De 16 de julho a 31 de agosto, todos os anos, decorrem as férias judiciais nos tribunais portugueses. Ainda assim, os magistrados não param e continuam a tratar dos processos urgentes.

É um mito que durante um mês e meio tudo para no mundo da justiça. Apesar de entre 16 de julho e 31 de agosto estarem marcadas as férias judiciais, estas não são o equivalente as férias dos magistrados, advogados e oficiais de justiça. Os tribunais não fecham, organizando-se turnos de forma a assegurar o serviço que deva ser feito durante este período. Desta forma, existem juízes que continuam a trabalhar e a tratar de processos de caráter urgente. Ou seja, os que impliquem com direitos fundamentais. Por exemplo: casos em que o arguido esteja detido ou processos que envolvam regulação de poder paternal de menores.

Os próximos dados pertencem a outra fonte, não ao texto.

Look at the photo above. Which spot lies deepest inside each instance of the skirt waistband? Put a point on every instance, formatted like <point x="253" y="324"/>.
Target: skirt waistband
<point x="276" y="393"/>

Os magistrados, enquanto funcionários públicos, têm direito a 22 dias úteis por ano, como qualquer trabalhador, mas o gozo desses dias deve “preferencialmente” coincidir com o período das férias judicias, embora com exceções.

“O gozo das férias tem lugar preferencialmente durante os períodos das férias judiciais, sem prejuízo da realização dos turnos para que os magistrados tenham sido previamente designados, tendo direito ao gozo de 20 dias úteis seguidos”, lê-se no Estatuto dos Magistrados Judiciais.

Mesmo nas férias judiciais os tribunais continuam abertos, os casos continuam a decorrer e, embora existam juízes de férias, há magistrados que continuam a exercer, os denominados ” turnos”. “No período de férias judiciais, o serviço urgente é sempre assegurado pelo magistrado judicial de turno, independentemente do gozo de férias pessoais dos restantes magistrados judiciais“, lê-se no Estatuto dos Magistrados Judiciais.

Neste período, também as investigações continuam, pelo que podem ser emitidos, por exemplo, mandatos de busca e validadas escutas telefónicas e apreensões.

Com a pandemia Covid-19 a afetar o país e o mundo este ano, ainda foi ponderado reduzir as férias judicias para um mês, dado que o vírus provocou o cancelamento de mais de 48 mil diligências processuais. Mas esta medida não chegou a avançar.

Recorde-se que, em 2005, houve uma redução do período de tempo de férias judiciais. José Sócrates, primeiro-ministro na altura, propôs reduzir de dois meses para um, de forma a combater a morosidade da Justiça e promover a celeridade processual.

Assim, as férias judicias não implicam uma paragem da justiça e, por consequência, dos juízes.